A better illustration of the contribution of HSLA to SSLA can be obtained via an “explained variance” analysis. Here we use a fraction of variance (FOV) skill score to empirically quantify how much of the variance in SSLA can be explained by HSLA. FOV is calculated as:

$$FOV=\frac{cov\left(SSLA,HSLA\right)}{\sqrt{{\left(cov\left(SSLA,HSLA\right)\right)}^2+{\left(cov\left(SSLA,TSLA\right)\right)}^2}}$$

(4)

where the covariance between SSLA and its independent processes are denoted as $\mathrm{cov}\left(\mathrm{SSLA},\mathrm{HSLA}\right)$ and $\mathrm{cov}\left(\mathrm{SSLA},\mathrm{TSLA}\right),$ respectively. According to this definition, a perfect score (FOV = 1) occurs when SSLA and HSLA are perfectly correlated with each other and have the same variance. If SSLA is only affected by the TSLA component, the FOV should be 0. Negative FOV indicates that HSLA is opposite to TSLA, so SSLA is the result of the competing temperature and salinity effects.

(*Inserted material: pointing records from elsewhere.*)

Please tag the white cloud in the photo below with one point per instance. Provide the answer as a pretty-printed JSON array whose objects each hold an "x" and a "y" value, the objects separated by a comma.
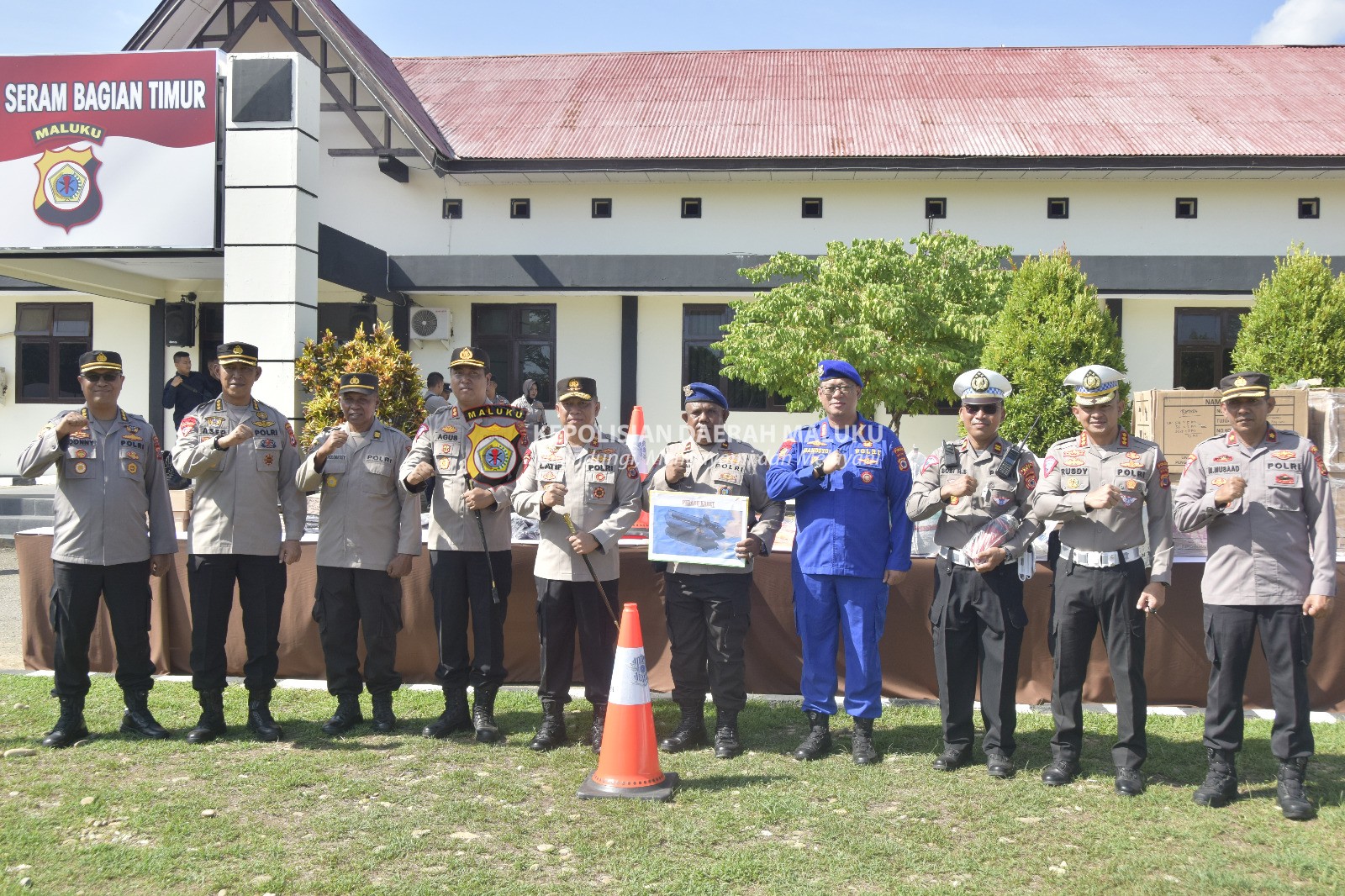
[{"x": 1305, "y": 22}]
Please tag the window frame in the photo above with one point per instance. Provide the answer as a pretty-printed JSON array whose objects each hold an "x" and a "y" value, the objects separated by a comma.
[{"x": 53, "y": 343}]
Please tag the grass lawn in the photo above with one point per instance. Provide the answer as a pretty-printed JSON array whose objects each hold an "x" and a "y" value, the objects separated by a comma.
[{"x": 404, "y": 814}]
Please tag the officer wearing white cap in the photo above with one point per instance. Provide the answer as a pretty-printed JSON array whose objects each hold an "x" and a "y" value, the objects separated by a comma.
[
  {"x": 367, "y": 539},
  {"x": 109, "y": 481},
  {"x": 849, "y": 478},
  {"x": 242, "y": 458},
  {"x": 1263, "y": 498},
  {"x": 470, "y": 541},
  {"x": 1100, "y": 485},
  {"x": 709, "y": 607},
  {"x": 977, "y": 611},
  {"x": 595, "y": 482}
]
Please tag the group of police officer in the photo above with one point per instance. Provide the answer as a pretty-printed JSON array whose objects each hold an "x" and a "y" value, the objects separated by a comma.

FOV in SSLA, explained by the halosteric component, is shown in Figure 6. The density compensating effect (FOV < 0) exists over a large portion of the global ocean, except in the north Pacific Ocean (35° N–60° N), the Subtropical Pacific Ocean (10° N–20° N), the Southern Ocean (40° S south), the Southeast Indian Ocean, and the western Tropical Atlantic Ocean. This is similar to our findings in Figure 5.

4. Summary and Conclusions

This study analyzed HSLA during the near-global Argo era (2005–2015), revisiting the role of the halosteric component in SSLA. The global mean (HSLA) experienced a decrease during 2005 to 2015, in contrast to the increase of TSLA. The trend of HSLA is −0.05 ± 0.03 mm/yr, which accounts for about −5.8% of SSLA (which ranges from 0 to 22% for different datasets), and partially offsets the strong thermal expansion (−5.6%, ranges from 0 to 18%). In addition, there is also interannual variability of HSLA, which is closely tied to ENSO.

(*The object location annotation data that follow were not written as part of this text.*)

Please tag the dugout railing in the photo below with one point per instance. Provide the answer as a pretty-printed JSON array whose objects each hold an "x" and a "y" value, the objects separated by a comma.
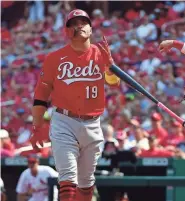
[{"x": 147, "y": 171}]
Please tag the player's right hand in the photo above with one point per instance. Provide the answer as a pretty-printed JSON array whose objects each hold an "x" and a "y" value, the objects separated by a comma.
[
  {"x": 166, "y": 46},
  {"x": 37, "y": 137},
  {"x": 104, "y": 48}
]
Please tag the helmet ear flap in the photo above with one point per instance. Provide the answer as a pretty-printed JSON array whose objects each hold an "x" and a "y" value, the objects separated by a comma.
[{"x": 69, "y": 32}]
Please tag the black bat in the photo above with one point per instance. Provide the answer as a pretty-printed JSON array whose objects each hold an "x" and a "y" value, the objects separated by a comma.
[{"x": 129, "y": 80}]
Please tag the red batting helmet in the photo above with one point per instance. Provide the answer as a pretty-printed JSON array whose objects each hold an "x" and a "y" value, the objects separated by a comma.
[{"x": 77, "y": 13}]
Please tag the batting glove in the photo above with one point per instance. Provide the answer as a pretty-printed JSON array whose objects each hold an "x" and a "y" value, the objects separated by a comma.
[{"x": 104, "y": 48}]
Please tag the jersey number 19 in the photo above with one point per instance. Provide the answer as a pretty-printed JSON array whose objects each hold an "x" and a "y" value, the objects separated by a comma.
[{"x": 91, "y": 92}]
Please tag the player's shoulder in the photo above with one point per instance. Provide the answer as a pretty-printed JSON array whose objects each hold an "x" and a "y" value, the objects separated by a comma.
[
  {"x": 57, "y": 52},
  {"x": 45, "y": 168},
  {"x": 95, "y": 47},
  {"x": 26, "y": 172}
]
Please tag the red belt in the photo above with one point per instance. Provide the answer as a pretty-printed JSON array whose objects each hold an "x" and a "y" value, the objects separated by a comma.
[{"x": 71, "y": 114}]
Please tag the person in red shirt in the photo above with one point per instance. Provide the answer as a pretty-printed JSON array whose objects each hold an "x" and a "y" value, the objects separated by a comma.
[
  {"x": 176, "y": 135},
  {"x": 157, "y": 128},
  {"x": 7, "y": 147},
  {"x": 74, "y": 77},
  {"x": 154, "y": 150},
  {"x": 167, "y": 45}
]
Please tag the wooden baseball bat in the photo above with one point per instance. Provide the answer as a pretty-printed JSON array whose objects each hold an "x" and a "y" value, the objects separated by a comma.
[{"x": 129, "y": 80}]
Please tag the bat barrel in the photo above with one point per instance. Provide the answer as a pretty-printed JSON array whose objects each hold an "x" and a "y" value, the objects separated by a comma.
[{"x": 129, "y": 80}]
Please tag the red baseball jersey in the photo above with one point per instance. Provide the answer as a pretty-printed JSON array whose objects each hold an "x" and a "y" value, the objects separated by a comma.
[{"x": 77, "y": 80}]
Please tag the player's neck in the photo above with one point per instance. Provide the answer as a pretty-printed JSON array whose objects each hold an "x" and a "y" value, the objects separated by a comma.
[{"x": 79, "y": 46}]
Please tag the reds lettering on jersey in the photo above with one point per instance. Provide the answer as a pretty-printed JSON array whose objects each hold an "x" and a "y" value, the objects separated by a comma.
[{"x": 77, "y": 80}]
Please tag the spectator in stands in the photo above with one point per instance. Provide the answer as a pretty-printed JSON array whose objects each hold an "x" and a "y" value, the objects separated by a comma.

Locally, the pattern of the HSLA trend shows negative trends in the subtropical ocean and positive trends in mid- and high latitudes. It is likely that this pattern is linked to the intensification of the global water cycle—the “wet gets wetter” scenario—under global warming [9]. Vertically, the ocean water became saltier in the upper 200-m layer and fresher in the 200 to 600-m layer, over 2005–2015. Below 600-m depth, the salinity trend is indistinguishable from zero. The HSLA trend is dominated by the salinity change in the upper 200-m layer, highlighting the importance of surface freshwater forcing.

The rich local salinity variability at different vertical layers highlights the role of salinity in our climate system. HSLA even dominates some regional SSLAs, for example, in the North Tropical Pacific Ocean and the Atlantic Ocean. Density compensation exists in almost all of the Atlantic Ocean, a portion of the Pacific (subtropical), and the Indian Ocean (mid-latitude region in the southern hemisphere). This implies we need to take account of both temperature and salinity to correctly represent density-driven circulation, such as the AMOC (Atlantic Meridional Overturning Circulation). In the Southern Ocean, both HSLA and TSLA components contribute to enhance SSLA.

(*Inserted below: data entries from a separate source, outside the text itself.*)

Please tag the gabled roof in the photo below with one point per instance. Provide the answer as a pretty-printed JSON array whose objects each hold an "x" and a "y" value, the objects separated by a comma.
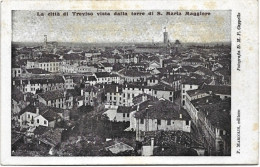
[
  {"x": 52, "y": 95},
  {"x": 37, "y": 71},
  {"x": 102, "y": 74},
  {"x": 161, "y": 109},
  {"x": 133, "y": 73},
  {"x": 221, "y": 89}
]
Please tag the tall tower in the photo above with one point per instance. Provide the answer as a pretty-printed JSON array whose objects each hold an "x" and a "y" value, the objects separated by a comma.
[
  {"x": 165, "y": 36},
  {"x": 45, "y": 41}
]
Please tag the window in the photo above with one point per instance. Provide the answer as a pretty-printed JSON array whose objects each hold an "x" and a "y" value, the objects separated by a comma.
[{"x": 142, "y": 121}]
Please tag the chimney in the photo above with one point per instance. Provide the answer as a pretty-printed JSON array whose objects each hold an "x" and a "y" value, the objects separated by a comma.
[
  {"x": 144, "y": 98},
  {"x": 152, "y": 142},
  {"x": 37, "y": 111},
  {"x": 65, "y": 93},
  {"x": 81, "y": 92}
]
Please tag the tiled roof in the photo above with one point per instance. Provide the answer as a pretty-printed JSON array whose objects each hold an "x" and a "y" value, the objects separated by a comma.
[
  {"x": 133, "y": 73},
  {"x": 124, "y": 109},
  {"x": 102, "y": 74},
  {"x": 52, "y": 95},
  {"x": 162, "y": 87},
  {"x": 17, "y": 95},
  {"x": 226, "y": 90},
  {"x": 112, "y": 88},
  {"x": 51, "y": 137},
  {"x": 161, "y": 109},
  {"x": 37, "y": 71}
]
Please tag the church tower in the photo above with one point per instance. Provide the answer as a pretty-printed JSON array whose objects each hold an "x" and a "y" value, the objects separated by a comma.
[{"x": 165, "y": 36}]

This study is mostly based on data in the recent decade. The previous analyses, based on longer time series, show decadal variability [40]. Therefore, decadal and long-term salinity analyses still require more comprehensive studies in the future, once longer salinity time series are available. Since the underlying mechanisms of salinity changes are still not fully understood, it is urgent to examine the salinity change, via both reanalysis data and ocean models, and a simple budget analysis, such as [15,16,17,18] etc., is highly preferred to separate ocean dynamics with surface flux changes. It is also recommended to better reconstruct the historical ocean subsurface salinity field, given the importance of the halosteric sea level to the total sea level. This study provides a useful clue for the historical salinity reconstruction that the salinity changes are mostly confined at upper 600-m (or even 200-m, for the majority of the salinity changes).